MODEL ASSESSMENT AND VALIDATION For explanatory models, researchers should focus on the individual b coefficients and P values for the risk factors of interest. For example, in the study by Yu et al [2], a transtibial level of amputation had an odds ratio of 2.127 (P < .05) for falls compared with a nontranstibial amputation. Measures of overall model performance, such as R2 values, are less important. Similarly, researchers who attempt to validate the findings need to confirm individual causal relationships rather than overall model performance. Authors and readers should consider the potential role of chance in the findings, particularly if a large number of risk factors were tested and if the resulting P values achieve only a moderate level of significance (.01 < P < .05). They should also consider whether the apparent relationships could be explained by unmeasured or residual confounding.

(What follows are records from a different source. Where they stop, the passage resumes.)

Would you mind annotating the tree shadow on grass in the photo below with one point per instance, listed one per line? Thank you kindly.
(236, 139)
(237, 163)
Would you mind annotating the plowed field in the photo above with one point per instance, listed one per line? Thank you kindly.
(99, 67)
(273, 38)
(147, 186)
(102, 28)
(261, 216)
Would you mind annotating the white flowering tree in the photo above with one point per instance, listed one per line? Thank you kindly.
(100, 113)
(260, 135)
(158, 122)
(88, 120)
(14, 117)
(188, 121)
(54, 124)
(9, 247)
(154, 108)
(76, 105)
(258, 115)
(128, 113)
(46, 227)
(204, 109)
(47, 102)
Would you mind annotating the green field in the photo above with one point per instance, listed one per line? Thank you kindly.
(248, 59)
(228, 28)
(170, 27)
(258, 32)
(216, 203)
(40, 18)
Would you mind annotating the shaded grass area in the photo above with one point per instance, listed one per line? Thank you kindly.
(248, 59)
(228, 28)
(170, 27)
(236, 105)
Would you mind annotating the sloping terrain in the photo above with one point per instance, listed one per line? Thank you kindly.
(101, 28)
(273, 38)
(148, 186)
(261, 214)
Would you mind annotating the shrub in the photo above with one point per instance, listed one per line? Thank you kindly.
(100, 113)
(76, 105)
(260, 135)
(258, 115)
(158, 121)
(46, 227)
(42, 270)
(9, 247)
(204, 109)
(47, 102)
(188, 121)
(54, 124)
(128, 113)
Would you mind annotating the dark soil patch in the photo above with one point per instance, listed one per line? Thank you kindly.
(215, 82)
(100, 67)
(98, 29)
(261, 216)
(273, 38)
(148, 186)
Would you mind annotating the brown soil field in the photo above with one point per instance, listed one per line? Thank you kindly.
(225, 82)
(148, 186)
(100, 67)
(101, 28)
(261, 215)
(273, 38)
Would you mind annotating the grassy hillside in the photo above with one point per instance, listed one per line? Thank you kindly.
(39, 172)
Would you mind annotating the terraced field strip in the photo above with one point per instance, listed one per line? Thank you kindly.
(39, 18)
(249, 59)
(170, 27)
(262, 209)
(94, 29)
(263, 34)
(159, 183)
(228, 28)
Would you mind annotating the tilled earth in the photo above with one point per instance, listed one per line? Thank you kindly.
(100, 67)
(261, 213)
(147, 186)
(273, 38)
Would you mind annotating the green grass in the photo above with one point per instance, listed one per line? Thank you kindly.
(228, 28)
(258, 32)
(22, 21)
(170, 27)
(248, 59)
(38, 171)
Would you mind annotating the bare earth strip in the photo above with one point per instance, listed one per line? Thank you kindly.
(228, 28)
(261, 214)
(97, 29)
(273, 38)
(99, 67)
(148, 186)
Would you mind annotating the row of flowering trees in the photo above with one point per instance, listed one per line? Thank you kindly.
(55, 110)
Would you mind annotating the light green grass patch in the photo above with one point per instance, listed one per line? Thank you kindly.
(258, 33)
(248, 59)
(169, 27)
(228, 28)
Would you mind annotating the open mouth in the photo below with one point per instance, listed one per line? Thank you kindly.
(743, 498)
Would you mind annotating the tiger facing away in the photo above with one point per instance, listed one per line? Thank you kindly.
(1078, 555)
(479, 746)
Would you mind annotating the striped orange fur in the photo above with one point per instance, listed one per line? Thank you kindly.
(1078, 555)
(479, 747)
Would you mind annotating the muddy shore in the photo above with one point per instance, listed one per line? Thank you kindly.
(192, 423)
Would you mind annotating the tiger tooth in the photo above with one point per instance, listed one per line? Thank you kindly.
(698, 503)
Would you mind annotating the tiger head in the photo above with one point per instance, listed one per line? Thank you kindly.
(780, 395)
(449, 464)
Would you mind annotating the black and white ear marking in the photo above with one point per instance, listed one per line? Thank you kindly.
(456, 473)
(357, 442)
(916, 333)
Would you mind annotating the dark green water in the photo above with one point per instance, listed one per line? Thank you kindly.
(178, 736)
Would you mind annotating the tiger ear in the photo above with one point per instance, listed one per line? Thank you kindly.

PREDICTIVE MODELING Prediction models aim to accurately estimate the probability that a disease is present (diagnosis) or that a future event will occur (prognosis). For example, Bates et al [3] built a model to predict 1-year mortality of veterans with stroke. Knowing a patient’s mortality risk can help patients, physicians, and caregivers to better plan postdischarge care and priorities. In predictive modeling, overall predictive accuracy is paramount and the role of individual variables is less critical. Variables may be included in the final model even if they are not causally related to the outcome. For example, stroke patients discharged to an acute care facility are more likely to die, but this variable is a marker of poor health rather than a cause of death. Predictive modelers need to consider several aspects of model performance. They also need to worry about overfitting and generalizability. Overfit models are tuned to the idiosyncrasies of a particular sample and thus have high predictive accuracy for the sample but not for new observations. Because of the problem of overfitting, prediction models should always undergo validation.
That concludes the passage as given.